Organisée au Centre international de conférences d’Arusha (AICC), la 2e conférence (IPHCC 2026) est placée sous le thème : « Vers la couverture sanitaire universelle : renforcer le financement durable de la santé, l’efficacité et l’amélioration de la qualité au sein des soins de santé primaires ».
Les participants doivent notamment examiner les moyens de rendre les soins de santé primaire plus accessibles, efficaces et résilients, dans la perspective de l’objectif de couverture sanitaire universelle à l’horizon 2030. Les échanges portent également sur le financement de la santé, la qualité des services, les ressources humaines, la gouvernance, la santé numérique, la nutrition, la résistance aux antimicrobiens et la préparation aux urgences sanitaires.
La conférence constitue également une plateforme de partage d’expériences entre pays africains et partenaires internationaux sur les réformes engagées pour rapprocher les services essentiels des populations. Plus de 3 000 acteurs du secteur de la santé sont attendus à Arusha, selon la presse tanzanienne.
Pour la Tanzanie, qui accueille cette deuxième édition, l’événement offre l’occasion de présenter les progrès réalisés dans le renforcement des services de santé de proximité et de tirer profit des expériences internationales.
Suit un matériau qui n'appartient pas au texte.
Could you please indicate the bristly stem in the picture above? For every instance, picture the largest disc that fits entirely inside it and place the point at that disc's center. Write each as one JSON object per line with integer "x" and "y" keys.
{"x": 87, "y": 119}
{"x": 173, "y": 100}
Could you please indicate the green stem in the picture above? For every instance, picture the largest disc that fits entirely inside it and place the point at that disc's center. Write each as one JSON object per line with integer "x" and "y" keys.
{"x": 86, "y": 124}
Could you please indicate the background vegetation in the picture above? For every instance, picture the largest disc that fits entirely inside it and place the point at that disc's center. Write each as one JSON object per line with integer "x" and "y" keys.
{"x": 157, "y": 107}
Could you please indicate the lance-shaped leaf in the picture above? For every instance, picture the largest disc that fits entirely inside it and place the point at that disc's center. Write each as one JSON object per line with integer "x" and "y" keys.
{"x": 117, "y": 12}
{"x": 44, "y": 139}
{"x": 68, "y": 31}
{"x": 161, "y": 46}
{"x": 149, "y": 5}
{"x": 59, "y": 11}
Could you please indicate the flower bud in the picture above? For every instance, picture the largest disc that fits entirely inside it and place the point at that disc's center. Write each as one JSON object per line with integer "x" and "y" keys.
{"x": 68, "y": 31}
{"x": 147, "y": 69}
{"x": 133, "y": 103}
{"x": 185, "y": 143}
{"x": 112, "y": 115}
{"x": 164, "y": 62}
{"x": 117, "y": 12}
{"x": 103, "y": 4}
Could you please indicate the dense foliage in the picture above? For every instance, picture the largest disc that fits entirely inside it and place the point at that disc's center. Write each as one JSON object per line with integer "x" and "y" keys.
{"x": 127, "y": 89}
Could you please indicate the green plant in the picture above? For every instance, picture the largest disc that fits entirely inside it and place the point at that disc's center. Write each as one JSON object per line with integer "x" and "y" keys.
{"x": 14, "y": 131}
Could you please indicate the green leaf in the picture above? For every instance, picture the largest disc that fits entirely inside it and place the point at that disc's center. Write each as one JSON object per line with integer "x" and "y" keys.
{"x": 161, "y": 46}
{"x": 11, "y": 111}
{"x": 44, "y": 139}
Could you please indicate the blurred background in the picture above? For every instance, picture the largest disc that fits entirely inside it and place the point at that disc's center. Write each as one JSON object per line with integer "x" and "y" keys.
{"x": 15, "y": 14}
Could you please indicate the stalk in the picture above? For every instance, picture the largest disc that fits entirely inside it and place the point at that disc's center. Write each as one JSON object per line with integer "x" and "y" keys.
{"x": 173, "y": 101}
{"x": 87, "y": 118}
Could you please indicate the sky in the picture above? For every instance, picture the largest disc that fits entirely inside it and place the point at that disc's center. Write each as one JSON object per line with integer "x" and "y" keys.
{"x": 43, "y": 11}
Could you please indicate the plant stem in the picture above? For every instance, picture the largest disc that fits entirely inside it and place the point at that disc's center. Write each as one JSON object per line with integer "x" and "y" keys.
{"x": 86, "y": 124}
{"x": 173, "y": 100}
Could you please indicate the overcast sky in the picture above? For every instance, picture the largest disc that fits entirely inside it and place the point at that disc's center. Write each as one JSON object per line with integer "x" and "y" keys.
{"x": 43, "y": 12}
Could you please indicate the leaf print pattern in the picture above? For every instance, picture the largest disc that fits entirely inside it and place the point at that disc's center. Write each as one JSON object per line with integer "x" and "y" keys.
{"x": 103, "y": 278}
Le pays considère les soins de santé primaire comme la base de son système sanitaire, avec environ 97 % des établissements de santé enregistrés relevant de ce niveau de soins.
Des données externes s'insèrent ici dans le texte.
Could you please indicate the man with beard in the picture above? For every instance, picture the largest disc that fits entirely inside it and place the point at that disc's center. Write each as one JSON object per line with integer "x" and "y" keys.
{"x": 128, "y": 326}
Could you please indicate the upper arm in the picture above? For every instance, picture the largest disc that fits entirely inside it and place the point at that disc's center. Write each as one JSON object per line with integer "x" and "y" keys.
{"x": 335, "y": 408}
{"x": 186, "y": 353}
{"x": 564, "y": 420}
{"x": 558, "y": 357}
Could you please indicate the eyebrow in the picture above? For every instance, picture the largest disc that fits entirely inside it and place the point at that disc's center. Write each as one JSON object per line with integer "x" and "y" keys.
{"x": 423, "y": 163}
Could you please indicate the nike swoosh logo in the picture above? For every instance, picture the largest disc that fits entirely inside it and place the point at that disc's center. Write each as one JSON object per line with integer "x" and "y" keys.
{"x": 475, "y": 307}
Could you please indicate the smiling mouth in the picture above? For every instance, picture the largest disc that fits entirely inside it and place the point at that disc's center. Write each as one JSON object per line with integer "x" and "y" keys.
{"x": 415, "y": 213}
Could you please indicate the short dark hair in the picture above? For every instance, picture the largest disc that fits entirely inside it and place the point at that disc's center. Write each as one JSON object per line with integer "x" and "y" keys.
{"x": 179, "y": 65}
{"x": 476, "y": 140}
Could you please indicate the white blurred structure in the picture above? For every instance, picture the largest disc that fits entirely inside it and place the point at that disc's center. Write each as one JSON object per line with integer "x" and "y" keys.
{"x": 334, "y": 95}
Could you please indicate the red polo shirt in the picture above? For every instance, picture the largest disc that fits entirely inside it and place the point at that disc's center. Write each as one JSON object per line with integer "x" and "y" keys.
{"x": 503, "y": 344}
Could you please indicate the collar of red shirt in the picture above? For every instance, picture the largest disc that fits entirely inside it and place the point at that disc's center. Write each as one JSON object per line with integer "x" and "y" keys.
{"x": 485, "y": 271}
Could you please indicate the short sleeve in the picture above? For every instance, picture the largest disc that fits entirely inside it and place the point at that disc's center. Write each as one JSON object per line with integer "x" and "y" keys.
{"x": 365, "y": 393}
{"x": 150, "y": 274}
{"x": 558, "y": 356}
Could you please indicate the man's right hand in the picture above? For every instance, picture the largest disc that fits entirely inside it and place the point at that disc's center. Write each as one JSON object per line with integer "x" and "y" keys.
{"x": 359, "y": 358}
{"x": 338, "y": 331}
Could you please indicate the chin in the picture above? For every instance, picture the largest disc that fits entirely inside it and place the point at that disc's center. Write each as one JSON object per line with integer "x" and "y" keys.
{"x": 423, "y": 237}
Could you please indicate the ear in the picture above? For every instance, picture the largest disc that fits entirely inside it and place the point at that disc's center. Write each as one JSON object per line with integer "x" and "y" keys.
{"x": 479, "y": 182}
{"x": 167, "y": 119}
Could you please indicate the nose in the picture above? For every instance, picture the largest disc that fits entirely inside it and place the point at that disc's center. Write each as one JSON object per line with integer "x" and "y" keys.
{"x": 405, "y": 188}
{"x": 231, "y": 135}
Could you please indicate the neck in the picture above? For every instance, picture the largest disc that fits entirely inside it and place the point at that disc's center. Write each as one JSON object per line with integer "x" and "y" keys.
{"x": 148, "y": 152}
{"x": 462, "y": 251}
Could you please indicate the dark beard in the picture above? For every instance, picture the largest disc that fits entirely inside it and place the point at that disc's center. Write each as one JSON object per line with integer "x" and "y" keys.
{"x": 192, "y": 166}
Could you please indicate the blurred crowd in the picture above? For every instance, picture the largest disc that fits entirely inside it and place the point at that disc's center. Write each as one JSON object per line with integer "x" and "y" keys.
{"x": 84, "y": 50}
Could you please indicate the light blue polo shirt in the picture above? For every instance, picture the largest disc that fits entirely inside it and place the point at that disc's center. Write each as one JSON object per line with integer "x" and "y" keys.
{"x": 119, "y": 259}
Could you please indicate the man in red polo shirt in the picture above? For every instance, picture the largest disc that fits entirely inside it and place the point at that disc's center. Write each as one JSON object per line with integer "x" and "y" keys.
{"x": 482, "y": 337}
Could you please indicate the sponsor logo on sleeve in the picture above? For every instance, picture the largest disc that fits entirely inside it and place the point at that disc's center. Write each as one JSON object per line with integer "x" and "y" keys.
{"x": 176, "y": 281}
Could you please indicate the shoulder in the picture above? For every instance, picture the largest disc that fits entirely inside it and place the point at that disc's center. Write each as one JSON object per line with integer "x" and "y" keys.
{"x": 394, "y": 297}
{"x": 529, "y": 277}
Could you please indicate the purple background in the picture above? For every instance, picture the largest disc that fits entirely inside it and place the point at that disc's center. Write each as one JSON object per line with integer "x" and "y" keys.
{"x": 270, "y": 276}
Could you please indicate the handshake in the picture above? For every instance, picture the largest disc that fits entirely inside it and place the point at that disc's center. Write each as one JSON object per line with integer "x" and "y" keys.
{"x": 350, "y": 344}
Cette rencontre intervient dans le prolongement de la première conférence internationale sur les soins de santé primaire organisée en Tanzanie, qui avait réuni environ 1 862 participants et permis de mettre en avant plusieurs recommandations concernant notamment la formation du personnel, le financement, la qualité des soins, la digitalisation et l’implication des communautés.
À travers cette nouvelle édition, les acteurs de la santé entendent ainsi renforcer la coopération et promouvoir des solutions durables pour améliorer les systèmes de santé et accélérer les progrès vers la couverture sanitaire universelle en Afrique.